Drug. Means (i) articles recognized in the official United States Pharmacopoeia, official Homoeopathic Pharmacopoeia of the United States, or official National Formulary, or any supplement to any of them; and (ii) articles intended for use in the diagnosis, cure, mitigation, treatment, or prevention of disease in man or other animals; and (iii) articles (other than food) intended to affect the structure or any function of the body of man or other animals; and (iv) articles intended for use as a component of any article specified in clause (i), (ii), or (iii); but does not include devices or their components, parts, or accessories.

Drug Product. A finished dosage form, e.g., tablet, capsule, or solution, that contains the active drug ingredient, generally, but not necessarily, in association with the inactive ingredients.

Extended Release. Extended release products are formulated to make the drug available over an extended period after ingestion. This allows a reduction in dosing frequency compared to a drug presented as a conventional dosage form (e.g., as a solution or an immediate release dosage form).

Immediate Release. Allows the drug to dissolve in the gastrointestinal contents, with no intention of delaying or prolonging the dissolution or absorption of the drug.

Interstate Commerce. Means (i) commerce between any State or Territory and any place outside thereof, and (ii) commerce within the District of Columbia or within any other Territory not organized with a legislative body.

Labeling. All labels and other written, printed, or graphic matter (i) upon any article or any of its containers or wrappers, or (ii) accompanying such article.

Modified Release Dosage Forms. Dosage forms whose drug-release characteristics of time course and/or location are chosen to accomplish therapeutic or convenience objectives not offered by conventional dosage forms such as a solution or an immediate release dosage form. Modified release solid oral dosage forms include both delayed and extended release drug products.

Pharmaceutical Alternatives.
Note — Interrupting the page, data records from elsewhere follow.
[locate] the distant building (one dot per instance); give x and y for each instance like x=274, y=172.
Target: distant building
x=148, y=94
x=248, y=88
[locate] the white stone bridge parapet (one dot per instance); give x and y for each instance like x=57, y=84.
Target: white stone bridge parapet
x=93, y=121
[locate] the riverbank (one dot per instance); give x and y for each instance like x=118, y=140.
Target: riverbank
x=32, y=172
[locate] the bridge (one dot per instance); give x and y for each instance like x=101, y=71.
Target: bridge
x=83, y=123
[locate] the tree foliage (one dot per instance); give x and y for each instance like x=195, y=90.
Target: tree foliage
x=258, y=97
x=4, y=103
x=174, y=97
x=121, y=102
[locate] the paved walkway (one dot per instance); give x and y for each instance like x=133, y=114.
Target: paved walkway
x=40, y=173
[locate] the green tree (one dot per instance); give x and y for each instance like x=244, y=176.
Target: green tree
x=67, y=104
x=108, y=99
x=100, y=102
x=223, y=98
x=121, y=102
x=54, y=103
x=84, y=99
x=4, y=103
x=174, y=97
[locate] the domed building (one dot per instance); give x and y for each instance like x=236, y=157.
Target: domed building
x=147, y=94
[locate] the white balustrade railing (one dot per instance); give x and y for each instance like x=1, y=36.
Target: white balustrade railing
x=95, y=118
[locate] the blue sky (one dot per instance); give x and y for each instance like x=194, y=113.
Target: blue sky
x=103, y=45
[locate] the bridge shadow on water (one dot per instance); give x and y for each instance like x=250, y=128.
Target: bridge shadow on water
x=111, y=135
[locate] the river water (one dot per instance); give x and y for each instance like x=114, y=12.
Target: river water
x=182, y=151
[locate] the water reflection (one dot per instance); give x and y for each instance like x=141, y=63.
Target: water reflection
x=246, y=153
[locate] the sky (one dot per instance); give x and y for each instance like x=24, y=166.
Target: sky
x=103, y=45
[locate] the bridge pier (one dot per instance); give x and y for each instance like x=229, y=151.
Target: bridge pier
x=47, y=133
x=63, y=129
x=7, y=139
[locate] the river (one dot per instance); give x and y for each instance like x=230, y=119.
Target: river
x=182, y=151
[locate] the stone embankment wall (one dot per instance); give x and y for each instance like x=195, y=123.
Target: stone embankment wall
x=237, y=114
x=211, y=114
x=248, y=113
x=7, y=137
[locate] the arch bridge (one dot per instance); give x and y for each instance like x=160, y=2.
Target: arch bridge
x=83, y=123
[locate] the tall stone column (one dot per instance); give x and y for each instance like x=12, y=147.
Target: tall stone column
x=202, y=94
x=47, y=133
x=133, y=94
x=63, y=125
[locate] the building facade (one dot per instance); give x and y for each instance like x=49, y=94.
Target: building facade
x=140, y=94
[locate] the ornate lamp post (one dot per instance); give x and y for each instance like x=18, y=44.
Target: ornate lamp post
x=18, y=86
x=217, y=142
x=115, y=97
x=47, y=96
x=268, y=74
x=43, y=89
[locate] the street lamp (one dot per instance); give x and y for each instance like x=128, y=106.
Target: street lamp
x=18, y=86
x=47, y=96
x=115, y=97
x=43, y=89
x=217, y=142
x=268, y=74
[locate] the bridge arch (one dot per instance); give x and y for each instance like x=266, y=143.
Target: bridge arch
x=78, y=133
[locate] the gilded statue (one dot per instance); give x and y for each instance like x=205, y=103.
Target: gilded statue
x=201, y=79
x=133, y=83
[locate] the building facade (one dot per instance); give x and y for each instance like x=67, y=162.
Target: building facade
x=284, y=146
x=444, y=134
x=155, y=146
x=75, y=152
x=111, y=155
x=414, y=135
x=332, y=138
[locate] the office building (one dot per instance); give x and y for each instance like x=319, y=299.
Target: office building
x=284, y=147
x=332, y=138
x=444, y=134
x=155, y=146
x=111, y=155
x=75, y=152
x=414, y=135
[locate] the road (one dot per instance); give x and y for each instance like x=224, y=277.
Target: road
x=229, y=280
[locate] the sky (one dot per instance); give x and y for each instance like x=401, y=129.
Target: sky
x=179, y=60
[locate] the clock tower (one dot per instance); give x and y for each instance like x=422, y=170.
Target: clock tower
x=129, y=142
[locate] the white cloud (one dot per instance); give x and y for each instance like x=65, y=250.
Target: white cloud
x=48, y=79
Drug products that contain the identical therapeutic moiety, or its precursor, but not necessarily in the same amount or dosage form or as the same salt or ester. Each such drug product individually meets either the identical or its own respective compendial or other applicable standard of identity, strength, quality, and purity, including potency and, where applicable, content uniformity, disintegration times, and/or dissolution rates.

Pharmaceutical Equivalents. Drug products that contain identical amounts of the identical active drug ingredient, i.e., the same salt or ester of the same therapeutic moiety, in identical dosage forms, but not necessarily containing the same inactive ingredients and that meet the identical compendial or other applicable standards of identity, strength, quality, and purity, including potency and, where applicable, content uniformity, disintegration times and/or dissolution rates.